Edible Ink The Californian company Kopykake have created edible ink cartridges (the ink’s edible, not the cartridge) that can be used in your home Canon or Epson printer.
DNA Ink DNA is extracted painlessly from a human (or animal) hair or nail, and then mixed with ordinary ink to create DNA-enriched ink: the ultimate in vanity press. It’s already been used to add a personal touch to several self-published autobiographies
Invisible Ink Paper is coated with photosensitive chemicals that darken when exposed to UV light produced by a special printer. Whatever is printed onto the page fades away after 24 hours.
Eco Ink The Big Print, a printing company in Seattle, have become one of the first to trial a new eco friendly type of ink made from ethyl lactate, which is derived from corn, which unlike traditional petroleum-based inks, is both renewable and biodegradable.

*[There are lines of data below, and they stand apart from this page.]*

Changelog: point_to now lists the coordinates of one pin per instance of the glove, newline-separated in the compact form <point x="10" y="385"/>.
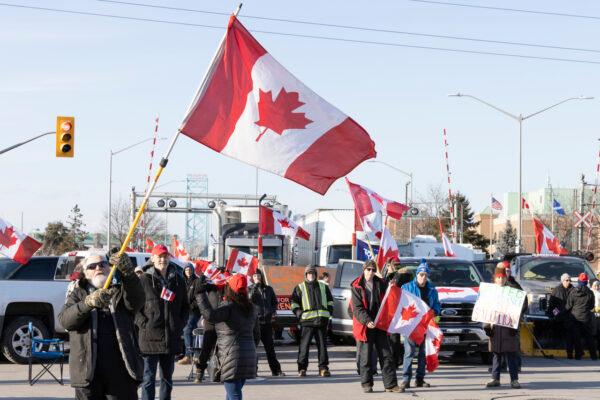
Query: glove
<point x="99" y="299"/>
<point x="123" y="264"/>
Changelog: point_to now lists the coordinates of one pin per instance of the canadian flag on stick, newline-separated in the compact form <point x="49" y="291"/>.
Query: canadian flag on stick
<point x="16" y="245"/>
<point x="249" y="107"/>
<point x="404" y="313"/>
<point x="241" y="263"/>
<point x="274" y="223"/>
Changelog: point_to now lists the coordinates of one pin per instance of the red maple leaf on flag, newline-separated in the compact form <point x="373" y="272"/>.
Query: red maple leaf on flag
<point x="409" y="312"/>
<point x="7" y="238"/>
<point x="242" y="262"/>
<point x="277" y="115"/>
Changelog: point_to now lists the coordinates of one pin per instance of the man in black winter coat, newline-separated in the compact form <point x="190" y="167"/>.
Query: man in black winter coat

Nano Ink An ingenious type of ink that makes it possible to print the CIGS (copper indium gallium selenide) semiconductor of a high-performance solar cell in exactly the right atomic ratios, making mass production quicker and easier.

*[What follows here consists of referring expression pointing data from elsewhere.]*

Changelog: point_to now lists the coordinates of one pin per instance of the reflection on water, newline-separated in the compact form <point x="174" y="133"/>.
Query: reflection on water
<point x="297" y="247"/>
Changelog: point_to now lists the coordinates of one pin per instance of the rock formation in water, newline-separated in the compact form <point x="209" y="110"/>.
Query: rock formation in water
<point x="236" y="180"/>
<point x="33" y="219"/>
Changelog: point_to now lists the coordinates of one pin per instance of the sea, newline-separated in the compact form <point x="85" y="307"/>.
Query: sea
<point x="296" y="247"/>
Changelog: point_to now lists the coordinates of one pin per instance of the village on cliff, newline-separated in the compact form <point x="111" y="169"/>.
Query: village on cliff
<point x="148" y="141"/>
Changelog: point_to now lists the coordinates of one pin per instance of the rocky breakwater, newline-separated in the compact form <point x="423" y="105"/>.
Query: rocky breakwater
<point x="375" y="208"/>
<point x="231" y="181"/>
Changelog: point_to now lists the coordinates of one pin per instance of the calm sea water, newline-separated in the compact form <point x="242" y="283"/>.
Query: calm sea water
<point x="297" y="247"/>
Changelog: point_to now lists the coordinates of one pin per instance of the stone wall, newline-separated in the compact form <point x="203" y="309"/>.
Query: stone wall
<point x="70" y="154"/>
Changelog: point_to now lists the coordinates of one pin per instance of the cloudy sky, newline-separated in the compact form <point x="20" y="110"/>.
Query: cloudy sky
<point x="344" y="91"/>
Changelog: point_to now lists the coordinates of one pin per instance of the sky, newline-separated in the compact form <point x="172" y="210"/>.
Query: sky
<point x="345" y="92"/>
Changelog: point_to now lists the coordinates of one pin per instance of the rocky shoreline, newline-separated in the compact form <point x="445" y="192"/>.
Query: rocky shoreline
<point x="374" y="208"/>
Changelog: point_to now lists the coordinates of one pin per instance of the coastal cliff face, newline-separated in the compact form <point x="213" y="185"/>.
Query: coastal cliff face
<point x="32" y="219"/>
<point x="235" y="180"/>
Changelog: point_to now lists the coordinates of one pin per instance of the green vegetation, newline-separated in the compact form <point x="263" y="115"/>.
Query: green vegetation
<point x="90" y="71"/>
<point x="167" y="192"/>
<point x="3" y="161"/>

Silver Nanoparticle Ink The University of Illinois have developed a new type of silver-based ink, made from silver nanoparticles, which can be used to create microelectrodes that carry signals between circuit elements. These microelectrodes can be stretched and bent repeatedly with little change in their electrical properties.
Gold ‘Fountain Pen’ Ink The electrical properties of these 5 mincron thick stripes can be customised by changing the power of an Argon laser and scanning speed, providing an exciting new way of creating miniature resistors and conductive tracks for flexible electronics.
Bio Ink A research team has already managed to grow muscle and bone in the same dish, the first time more than one type of tissue has been grown from a single population of stem cells. They hope this technology can one day be used to repair various tissues at the same time.